Zac Posen Is in a New York Mood

Published September 13, 2011

Fully half of Zac Posen’s 35 looks for spring were magnificent gowns with full sweeping skirts or fitted trumpet hemlines, with cascades of ruffles and breathtakingly intricate ruching. Coco Rocha, who opened and closed the show, told us about walking in such grand garments. “Zac knows me, how I walk, so he just makes sure that we all have fun out there,” she said. “They are art pieces.  What you’re wearing deserves respect, so you present it slowly, so that everyone can appreciate it.”

Posen front-row fixture Kelly Osbourne replaced Taylor Momsen as the face of Madonna’s Material Girl line in January and is a co-host on E’s Fashion Police. She said that her role as fashion critic means “you have to be honest. I’m not going to lie. It’s amazing how personally people take it because at the end of the day, it’s just my opinion; what does that count for?  If I say something, I have a reason for it and I won’t back down. I’m not going to be nice to your face and then talk about you behind your back; I don’t do that.” Osbourne, who describes her own style as “girly tomboy,” also has two movies being released later this year, Should’ve Been Romeo and So Undercover.Also looking on from the front row were Anna Wintour, Robbie Myers, J. Alexander, Terry Richardson, Ally Hilfiger, China Chow, and Genevieve Jones.

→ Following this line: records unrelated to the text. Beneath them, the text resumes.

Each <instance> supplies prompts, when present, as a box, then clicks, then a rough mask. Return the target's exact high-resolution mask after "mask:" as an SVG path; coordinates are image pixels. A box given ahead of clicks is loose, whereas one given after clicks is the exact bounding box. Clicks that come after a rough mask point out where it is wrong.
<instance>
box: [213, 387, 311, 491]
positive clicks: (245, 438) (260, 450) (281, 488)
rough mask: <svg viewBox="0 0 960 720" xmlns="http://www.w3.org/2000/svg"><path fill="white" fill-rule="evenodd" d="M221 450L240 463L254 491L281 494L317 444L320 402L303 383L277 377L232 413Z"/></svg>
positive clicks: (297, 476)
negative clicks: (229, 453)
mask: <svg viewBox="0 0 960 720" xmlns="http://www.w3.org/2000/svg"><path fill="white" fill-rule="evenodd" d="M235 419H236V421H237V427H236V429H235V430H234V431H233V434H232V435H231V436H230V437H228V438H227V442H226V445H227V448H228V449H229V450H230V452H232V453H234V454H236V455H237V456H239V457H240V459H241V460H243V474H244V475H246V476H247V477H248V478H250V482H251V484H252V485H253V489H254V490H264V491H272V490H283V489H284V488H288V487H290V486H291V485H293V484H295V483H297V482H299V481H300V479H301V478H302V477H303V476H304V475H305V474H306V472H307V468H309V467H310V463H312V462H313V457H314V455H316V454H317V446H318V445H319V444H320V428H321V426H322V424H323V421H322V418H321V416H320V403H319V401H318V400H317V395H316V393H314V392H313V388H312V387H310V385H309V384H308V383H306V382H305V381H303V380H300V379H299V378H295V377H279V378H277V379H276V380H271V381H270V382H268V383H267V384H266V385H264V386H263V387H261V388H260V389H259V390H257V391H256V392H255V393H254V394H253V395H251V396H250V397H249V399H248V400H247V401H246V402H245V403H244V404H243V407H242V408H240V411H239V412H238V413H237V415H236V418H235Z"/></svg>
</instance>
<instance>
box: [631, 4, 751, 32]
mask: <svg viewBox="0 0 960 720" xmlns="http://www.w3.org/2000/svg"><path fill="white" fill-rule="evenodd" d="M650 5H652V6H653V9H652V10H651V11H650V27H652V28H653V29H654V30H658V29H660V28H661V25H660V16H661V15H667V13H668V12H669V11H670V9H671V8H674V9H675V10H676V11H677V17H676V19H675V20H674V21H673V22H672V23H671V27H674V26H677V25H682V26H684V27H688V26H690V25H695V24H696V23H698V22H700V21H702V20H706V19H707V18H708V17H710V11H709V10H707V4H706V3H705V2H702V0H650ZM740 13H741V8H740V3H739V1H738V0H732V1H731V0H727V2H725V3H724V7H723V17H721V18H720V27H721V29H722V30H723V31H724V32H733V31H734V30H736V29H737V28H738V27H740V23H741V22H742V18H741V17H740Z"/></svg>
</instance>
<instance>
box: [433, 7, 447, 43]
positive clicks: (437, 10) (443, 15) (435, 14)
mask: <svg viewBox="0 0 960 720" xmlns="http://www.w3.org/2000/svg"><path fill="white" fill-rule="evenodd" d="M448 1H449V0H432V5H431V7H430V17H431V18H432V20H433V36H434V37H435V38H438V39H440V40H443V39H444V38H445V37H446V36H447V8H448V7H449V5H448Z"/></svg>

J. Alexander (a judge on America’s Next Top Model, whom Tyra Banks calls “runway coach extraordinaire”) has worked with Posen on several collections.  “I helped him coach some of the new girls that he was interested in having, to get them runway-ready and also get them into the whole ‘Zac spirit,’ which always changes, like most designers.  There’s a little bit of the sexiness, but the girls also keep their personality.”

“I think Zac has a great personality, which is very helpful,” said Alexander. “I think that happens when you come from a good place. I think, when you look at his parents, that’s good stock, and I think that it works. You learn discipline from your parents, and they also allowed him to be free creatively. They taught him that it’s okay to be who you are and express yourself in many ways.  And one way he expresses himself is through fabric and design.”

Backstage, Posen said that this collection is an expression of his belief that “there’s nothing wrong with being pretty. Bringing elegance back was very important to me. In terms of the craftsmanship, this was a celebration of the craft that I’ve been learning over the last ten years and that my studio has been able to teach me, to do the different techniques that we were able to do, such as working with lace, to get it to lay flat in that way.”

Posen presented his Fall 2011 couture collection in Paris. We asked Posen, who grew up in Soho, about the significance of returning to New York to present his collection on the tenth anniversary of 9/11. “It was huge. I started my business right after September 11 [2001]. I’d come back from university, I gathered a lot of the people that you see here, that were out of town or don’t live in New York; they came to my house. I think it shows the power of creativity, that you really can build a dream and that Americans are resilient and strong creative forces.  That is the greatest thing that we can give to the world.”